Fundamentally, it’s what happens when you ask a software engineer to design an operations function" -- Ben Treynor, VP of Engineering Google :)


Reliability

Reliability measures how well a service meets its expected performance standards.

  • What promises should be made, and to whom?
  • Which metrics should be tracked?
  • How much reliability is sufficient?"


Principles

Reliability is the key feature of any service. It's users, not monitoring tools, that ultimately define reliability.

Aiming for 100% reliability is unrealistic in most cases. Achieving 99.9% requires a skilled software engineering team. To reach 99.99%, a well-trained operations team focused on automation is essential. For 99.999% reliability, you must prioritize stability over the speed of feature releases.


Error Budget

An error budget represents the amount of downtime you're willing to accept in order to push new features. For example, if your application has 90% uptime, that means you can afford up to 36.5 days of downtime per year, or 72 hours per month. You can choose to spend this downtime on fixing issues or on improving system reliability to allow for more feature releases. The decision is yours.

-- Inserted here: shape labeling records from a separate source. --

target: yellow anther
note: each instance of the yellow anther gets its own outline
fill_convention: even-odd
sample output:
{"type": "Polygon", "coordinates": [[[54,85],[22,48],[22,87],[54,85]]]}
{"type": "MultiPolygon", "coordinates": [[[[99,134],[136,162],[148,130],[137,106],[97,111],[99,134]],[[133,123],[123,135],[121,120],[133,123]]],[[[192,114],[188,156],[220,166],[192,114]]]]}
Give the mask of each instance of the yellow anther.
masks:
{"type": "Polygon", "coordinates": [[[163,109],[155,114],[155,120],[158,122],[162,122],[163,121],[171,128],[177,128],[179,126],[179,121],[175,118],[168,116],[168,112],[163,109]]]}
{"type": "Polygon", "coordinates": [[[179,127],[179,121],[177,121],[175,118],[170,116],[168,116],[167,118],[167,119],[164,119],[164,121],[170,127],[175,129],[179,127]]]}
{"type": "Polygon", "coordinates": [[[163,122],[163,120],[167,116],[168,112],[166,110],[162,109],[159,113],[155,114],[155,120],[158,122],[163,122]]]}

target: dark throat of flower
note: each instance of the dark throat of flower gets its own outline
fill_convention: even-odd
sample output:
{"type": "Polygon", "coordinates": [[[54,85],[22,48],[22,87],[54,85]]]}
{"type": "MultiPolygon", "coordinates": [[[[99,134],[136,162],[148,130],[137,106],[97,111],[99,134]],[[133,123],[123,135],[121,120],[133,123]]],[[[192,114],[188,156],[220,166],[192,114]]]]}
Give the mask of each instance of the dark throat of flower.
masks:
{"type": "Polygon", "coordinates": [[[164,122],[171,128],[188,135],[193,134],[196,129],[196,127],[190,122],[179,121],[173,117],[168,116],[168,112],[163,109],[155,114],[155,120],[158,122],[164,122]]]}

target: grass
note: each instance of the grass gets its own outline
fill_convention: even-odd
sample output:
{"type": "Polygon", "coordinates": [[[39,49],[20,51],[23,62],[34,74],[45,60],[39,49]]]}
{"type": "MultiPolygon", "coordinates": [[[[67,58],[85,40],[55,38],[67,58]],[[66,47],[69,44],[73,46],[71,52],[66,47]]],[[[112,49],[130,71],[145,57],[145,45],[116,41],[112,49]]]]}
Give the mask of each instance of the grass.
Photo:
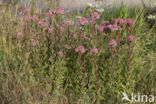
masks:
{"type": "MultiPolygon", "coordinates": [[[[57,14],[50,19],[52,33],[48,26],[26,22],[11,10],[11,5],[0,7],[0,103],[120,104],[122,92],[155,95],[156,30],[141,8],[105,9],[95,23],[84,26],[74,22],[76,16],[91,20],[94,8],[81,14],[57,14]],[[73,22],[69,28],[63,24],[68,18],[73,22]],[[135,27],[124,25],[108,33],[96,29],[103,20],[112,24],[115,18],[131,18],[135,27]],[[18,37],[18,32],[23,35],[18,37]],[[130,34],[135,36],[132,43],[127,40],[130,34]],[[109,39],[116,40],[115,48],[109,39]],[[87,51],[75,52],[78,46],[87,51]],[[98,53],[90,53],[93,47],[98,53]]],[[[32,11],[31,16],[41,20],[44,13],[32,11]]]]}

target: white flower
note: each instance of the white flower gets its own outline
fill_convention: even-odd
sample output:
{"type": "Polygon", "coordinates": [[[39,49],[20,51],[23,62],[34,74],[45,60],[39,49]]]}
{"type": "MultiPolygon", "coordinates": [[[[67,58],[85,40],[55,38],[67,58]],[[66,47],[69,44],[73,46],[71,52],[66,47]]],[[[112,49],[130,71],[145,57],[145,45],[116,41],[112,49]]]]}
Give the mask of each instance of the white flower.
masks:
{"type": "Polygon", "coordinates": [[[98,9],[96,9],[96,11],[101,13],[101,12],[104,11],[104,9],[103,8],[98,8],[98,9]]]}

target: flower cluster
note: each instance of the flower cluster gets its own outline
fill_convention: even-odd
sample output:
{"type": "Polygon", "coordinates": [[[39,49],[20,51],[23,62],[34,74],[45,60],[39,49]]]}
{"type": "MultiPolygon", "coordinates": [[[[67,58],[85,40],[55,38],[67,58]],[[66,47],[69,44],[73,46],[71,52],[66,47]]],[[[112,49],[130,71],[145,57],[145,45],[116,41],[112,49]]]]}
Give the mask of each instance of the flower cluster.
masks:
{"type": "Polygon", "coordinates": [[[21,7],[21,11],[23,13],[26,13],[26,12],[29,12],[30,11],[30,8],[28,6],[23,6],[23,7],[21,7]]]}
{"type": "Polygon", "coordinates": [[[75,52],[81,52],[85,53],[87,49],[84,48],[84,46],[79,45],[77,48],[75,48],[75,52]]]}
{"type": "Polygon", "coordinates": [[[78,19],[78,21],[77,21],[77,24],[79,24],[79,25],[87,25],[88,23],[89,23],[88,19],[84,18],[84,17],[78,19]]]}
{"type": "Polygon", "coordinates": [[[100,18],[100,14],[97,12],[93,12],[90,15],[91,15],[92,20],[100,18]]]}

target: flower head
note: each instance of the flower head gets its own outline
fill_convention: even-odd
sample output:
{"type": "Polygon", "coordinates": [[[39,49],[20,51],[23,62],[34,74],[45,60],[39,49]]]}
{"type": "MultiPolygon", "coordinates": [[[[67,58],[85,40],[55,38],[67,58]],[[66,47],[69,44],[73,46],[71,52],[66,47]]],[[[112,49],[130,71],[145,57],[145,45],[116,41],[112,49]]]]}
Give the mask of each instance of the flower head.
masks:
{"type": "Polygon", "coordinates": [[[51,34],[52,32],[53,32],[53,28],[50,27],[50,28],[48,29],[48,33],[51,34]]]}
{"type": "Polygon", "coordinates": [[[128,36],[128,41],[133,42],[134,40],[135,40],[134,35],[131,34],[128,36]]]}
{"type": "Polygon", "coordinates": [[[120,29],[120,26],[113,24],[113,25],[108,25],[108,27],[111,29],[111,31],[116,31],[120,29]]]}
{"type": "Polygon", "coordinates": [[[107,26],[107,25],[109,25],[110,23],[109,23],[109,21],[102,21],[102,25],[103,26],[107,26]]]}
{"type": "Polygon", "coordinates": [[[71,21],[64,21],[64,24],[66,25],[66,26],[72,26],[72,22],[71,21]]]}
{"type": "Polygon", "coordinates": [[[75,48],[75,52],[81,52],[81,53],[85,53],[87,49],[85,49],[83,46],[78,46],[77,48],[75,48]]]}
{"type": "Polygon", "coordinates": [[[65,45],[64,45],[64,48],[66,48],[66,49],[69,50],[69,49],[71,49],[72,47],[71,47],[70,45],[68,45],[68,44],[65,44],[65,45]]]}
{"type": "Polygon", "coordinates": [[[23,7],[21,7],[21,11],[23,13],[26,13],[26,12],[29,12],[30,11],[30,8],[28,6],[23,6],[23,7]]]}
{"type": "Polygon", "coordinates": [[[29,22],[31,20],[31,16],[30,15],[25,15],[24,16],[24,21],[29,22]]]}
{"type": "Polygon", "coordinates": [[[4,3],[2,1],[0,1],[0,6],[3,6],[3,5],[4,5],[4,3]]]}
{"type": "Polygon", "coordinates": [[[131,19],[131,18],[126,19],[126,23],[128,25],[131,25],[132,27],[134,27],[134,25],[135,25],[135,21],[133,19],[131,19]]]}
{"type": "Polygon", "coordinates": [[[37,44],[37,42],[36,42],[35,40],[32,40],[32,41],[31,41],[31,45],[32,45],[33,47],[35,47],[36,44],[37,44]]]}
{"type": "Polygon", "coordinates": [[[63,52],[62,52],[62,51],[59,51],[59,52],[58,52],[58,56],[59,56],[59,57],[63,57],[63,52]]]}
{"type": "Polygon", "coordinates": [[[83,17],[83,18],[78,19],[77,23],[80,25],[87,25],[89,23],[89,21],[87,18],[83,17]]]}
{"type": "Polygon", "coordinates": [[[92,3],[88,3],[87,5],[88,5],[88,7],[90,7],[90,8],[94,8],[94,5],[93,5],[92,3]]]}
{"type": "Polygon", "coordinates": [[[45,19],[39,20],[38,26],[40,28],[46,27],[47,26],[47,23],[46,23],[45,19]]]}
{"type": "Polygon", "coordinates": [[[21,38],[23,38],[23,33],[22,32],[17,32],[17,34],[16,34],[16,38],[17,39],[21,39],[21,38]]]}
{"type": "Polygon", "coordinates": [[[91,16],[92,20],[99,19],[100,18],[100,14],[97,13],[97,12],[91,13],[90,16],[91,16]]]}
{"type": "Polygon", "coordinates": [[[63,8],[57,8],[56,11],[53,11],[55,14],[65,14],[65,10],[63,8]]]}
{"type": "Polygon", "coordinates": [[[48,11],[45,13],[45,15],[51,17],[53,15],[53,13],[52,13],[52,11],[48,11]]]}
{"type": "Polygon", "coordinates": [[[104,11],[104,9],[103,8],[98,8],[98,9],[96,9],[96,11],[101,13],[101,12],[104,11]]]}
{"type": "Polygon", "coordinates": [[[31,19],[33,22],[38,22],[38,20],[39,20],[39,18],[37,16],[33,16],[31,19]]]}
{"type": "Polygon", "coordinates": [[[102,25],[99,25],[99,26],[97,26],[97,29],[99,30],[99,31],[103,31],[103,29],[104,29],[104,26],[102,26],[102,25]]]}
{"type": "Polygon", "coordinates": [[[86,35],[83,35],[82,38],[86,41],[90,41],[90,38],[88,38],[86,35]]]}
{"type": "Polygon", "coordinates": [[[114,47],[116,47],[117,46],[117,42],[116,42],[116,40],[114,40],[114,39],[111,39],[110,41],[109,41],[109,46],[111,46],[112,48],[114,48],[114,47]]]}
{"type": "Polygon", "coordinates": [[[98,54],[98,53],[99,53],[99,50],[98,50],[96,47],[93,47],[93,48],[90,50],[90,53],[91,53],[91,54],[98,54]]]}

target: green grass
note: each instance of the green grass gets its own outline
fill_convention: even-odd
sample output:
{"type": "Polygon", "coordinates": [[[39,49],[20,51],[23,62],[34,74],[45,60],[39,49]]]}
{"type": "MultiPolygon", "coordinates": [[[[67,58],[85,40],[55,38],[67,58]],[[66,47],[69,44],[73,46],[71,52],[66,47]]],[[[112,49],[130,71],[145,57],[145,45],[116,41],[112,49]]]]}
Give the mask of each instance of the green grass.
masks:
{"type": "MultiPolygon", "coordinates": [[[[65,27],[59,43],[59,30],[56,29],[49,35],[46,29],[36,28],[33,22],[27,24],[29,28],[23,28],[26,23],[17,20],[11,13],[11,8],[0,8],[3,12],[0,16],[0,103],[120,104],[122,92],[156,94],[156,28],[146,21],[145,11],[141,8],[128,9],[121,6],[106,9],[96,22],[100,24],[103,20],[112,21],[118,17],[137,21],[132,29],[136,39],[132,47],[130,71],[127,64],[128,43],[123,45],[122,54],[112,55],[105,35],[94,32],[92,25],[82,30],[92,39],[91,42],[81,40],[79,43],[79,35],[68,39],[68,29],[65,27]],[[18,31],[24,33],[24,38],[16,39],[15,34],[18,31]],[[31,46],[32,39],[37,42],[36,47],[31,46]],[[98,44],[98,39],[101,44],[98,44]],[[71,44],[74,48],[66,50],[64,44],[71,44]],[[100,53],[96,58],[89,53],[75,53],[74,49],[78,45],[88,49],[96,46],[100,53]],[[64,53],[63,57],[58,57],[59,50],[64,53]],[[118,57],[120,60],[116,59],[118,57]]],[[[82,14],[71,13],[65,18],[74,21],[76,15],[89,17],[92,11],[94,10],[85,9],[82,14]]],[[[31,15],[35,15],[34,12],[31,15]]],[[[39,17],[43,18],[44,15],[39,17]]],[[[59,24],[57,18],[55,17],[53,23],[59,24]]],[[[64,16],[61,18],[64,19],[64,16]]],[[[80,31],[77,26],[70,29],[70,32],[76,34],[80,34],[80,31]]],[[[121,32],[121,38],[124,40],[127,34],[125,28],[121,32]]]]}

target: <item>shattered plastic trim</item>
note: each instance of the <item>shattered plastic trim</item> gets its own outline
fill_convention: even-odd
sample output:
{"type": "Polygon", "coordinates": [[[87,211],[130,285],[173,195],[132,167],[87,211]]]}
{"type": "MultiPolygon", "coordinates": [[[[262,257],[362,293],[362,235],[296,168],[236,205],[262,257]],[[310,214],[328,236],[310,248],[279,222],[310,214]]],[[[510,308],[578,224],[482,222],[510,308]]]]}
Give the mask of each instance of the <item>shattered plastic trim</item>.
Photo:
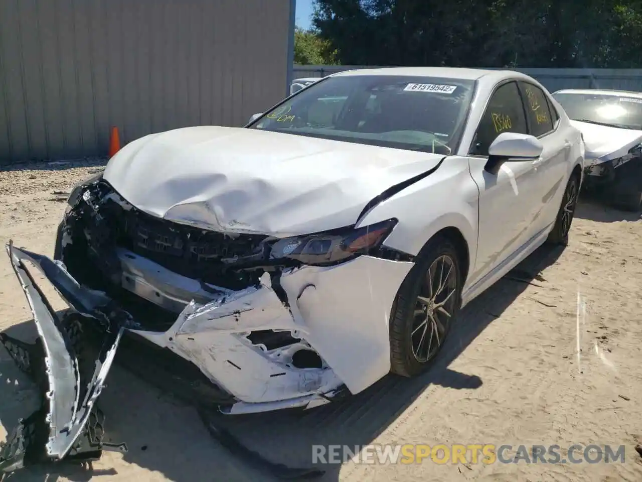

The key is to pause feature releases until your error budget is replenished. This approach offers several advantages:

  • Incentive for Stability: Your software engineers will focus on building a more stable application. If the system is unstable, they'll need to allocate their error budget to fix issues, rather than release new features.
  • Freedom to Innovate: With a stable application, you can push new features as long as your error budget permits.
  • Uptime Consistency: Your uptime will align with your SLA. After all, no one wants to risk breaching their SLA or facing legal consequences


How can you ensure your services are reliable?


Rolling out changes gradually

  • Gradual rollout of changes
  • Incremental deployments
  • Feature toggles
  • Canary deployments with easy rollback, affecting only a small percentage of users initially


Remove a single point of failure

  • Multi-AZ (Availability Zone) deployments
  • Implement disaster recovery (DR) in a geographically separate region


Reduce TTD (Time-To-Detect)

  • Detect issues more quickly with automated alerts and monitoring
  • Track SLO compliance and monitor error budget consumption


Reduce TTR (Time-To-Resolution)

  • Resolve outages more quickly
  • Share knowledge through playbooks
  • Automate outage mitigation steps, like shifting traffic between regions


Increase TTF / TBF - Expected frequency of failure to

  • Enhance fault tolerance by deploying services across multiple availability zones (AZs)
  • Automate manual mitigation processes


Enhance Operational Efficiency

  • Conduct post-mortems for outages
  • Standardize infrastructure across the organization
  • Identify regions with poor reliability and prioritize efforts to improve them

|------------|---------------|
Issue         TTD                    TTR
        Time-To-Detect    Time-To-Resolution        

Wheel of Misfortune: The "Wheel of Misfortune" is a role-playing exercise where a past postmortem is re-enacted. Engineers take on specific roles outlined in the original postmortem, simulating the incident to improve understanding, communication, and response strategies.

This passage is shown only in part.